To be an exact replica meant that even the materials had to be the same, so the Paris Mount Vernon was also made of red cedar like the original. The cupola and the asymmetric window placement on the front facade, which were the results of extensions and additions done by Washington on the original house were also retained on the replica. The colonnaded back facade, oft-imitated in American suburban architecture, was also included. The interiors were duplicated exactly and filled with authentic or authentically recreated items, including a cane owned by Benjamin Franklin, a sword of George Washington, and a key of the Bastille that Lafayette presented to Washington. Being in France, the bedroom Lafayette stayed in when he returned to the United States was given special attention.
Originally only within reach of the rich, living in Mount Vernon became an affordable, mass-produced possibility when Sears, Roebuck, & Co. offered a mail-order, pre-fabricated option following the popularity of the pavilion at the 1931 Colonial Exposition. Like the versions for the world’s fairs, it arrived in pre-marked, numbered pieces and could be put together in two weeks.
The Mount Vernon at the Paris Colonial Exposition was initially intended to be deconstructed, packed up, and shipped to Chicago’s World Fair. But, it was likely more cost effective to simply construct and ship a new Mount Vernon there. So, an American surgeon living in Paris named Alexander Bruno purchased the house and had it moved to Vaucresson. The adjoining buildings and colonnades, which were included in the pre-fabricated design, are no longer standing on the property. The New York Times reports that “their inclusion in the original ‘footprint’ means that a future owner could add a 1,150-square-meter annex,” however.

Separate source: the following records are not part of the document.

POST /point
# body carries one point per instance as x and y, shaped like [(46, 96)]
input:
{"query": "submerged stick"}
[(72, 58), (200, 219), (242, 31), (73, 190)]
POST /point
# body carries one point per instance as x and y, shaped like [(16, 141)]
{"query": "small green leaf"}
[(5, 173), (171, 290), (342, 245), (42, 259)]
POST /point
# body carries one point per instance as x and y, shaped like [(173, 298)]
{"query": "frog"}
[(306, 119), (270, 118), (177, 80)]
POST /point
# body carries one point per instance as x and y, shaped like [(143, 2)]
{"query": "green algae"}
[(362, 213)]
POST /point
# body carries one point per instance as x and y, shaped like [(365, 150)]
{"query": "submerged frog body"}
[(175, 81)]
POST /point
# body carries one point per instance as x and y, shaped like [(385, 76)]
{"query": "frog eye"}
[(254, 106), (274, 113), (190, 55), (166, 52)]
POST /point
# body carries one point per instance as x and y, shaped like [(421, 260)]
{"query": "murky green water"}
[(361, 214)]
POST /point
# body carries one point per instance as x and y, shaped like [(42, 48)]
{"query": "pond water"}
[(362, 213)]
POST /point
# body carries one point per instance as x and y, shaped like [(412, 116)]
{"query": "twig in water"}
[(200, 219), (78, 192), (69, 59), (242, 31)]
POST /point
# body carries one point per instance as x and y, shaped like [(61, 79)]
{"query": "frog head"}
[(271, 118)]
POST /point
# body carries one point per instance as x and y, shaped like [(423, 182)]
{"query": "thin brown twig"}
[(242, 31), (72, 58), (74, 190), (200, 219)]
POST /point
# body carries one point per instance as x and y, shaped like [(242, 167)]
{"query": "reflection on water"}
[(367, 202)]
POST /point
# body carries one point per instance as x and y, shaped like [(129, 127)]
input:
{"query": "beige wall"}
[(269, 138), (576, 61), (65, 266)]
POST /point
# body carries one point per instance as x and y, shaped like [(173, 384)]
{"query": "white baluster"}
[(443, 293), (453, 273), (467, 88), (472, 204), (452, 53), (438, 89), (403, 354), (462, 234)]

The Paris Mount Vernon was then purchased by French industrialist Marcel Dessault whose company produced airplanes used in World War II. After he survived internment in the appalling Buchenwald concentration camp, he returned to the company, moved it to Vélizy-Villacoublay and purchased Mount Vernon which was located nearby for entertaining guests, said to have included John and Jackie Kennedy.
Over time, the interior of the house has been altered to create larger bedrooms and living spaces. The exterior, listed as a historic landmark in France, cannot be changed. Since Dessault, it has had several owners including the screenwriter Catherine Tavernier who restored it in 2000 and redesigned the interior. It was for up sale in 2013 for $20 million Euros and again in 2019. It has been maintained in impeccable condition and a visit today reveals well-manicured gardens and a pristinely painted exterior. A cobblestone entranceway turns into a gravel driveway that pulls up in front of the house. A very American-esque white picket fence separates the property from the road, reminding any enterprising visitor that this Mount Vernon is very much private property despite its very public provenance. Until its next sale, the home will likely stay in relative obscurity, very much like how the French like it.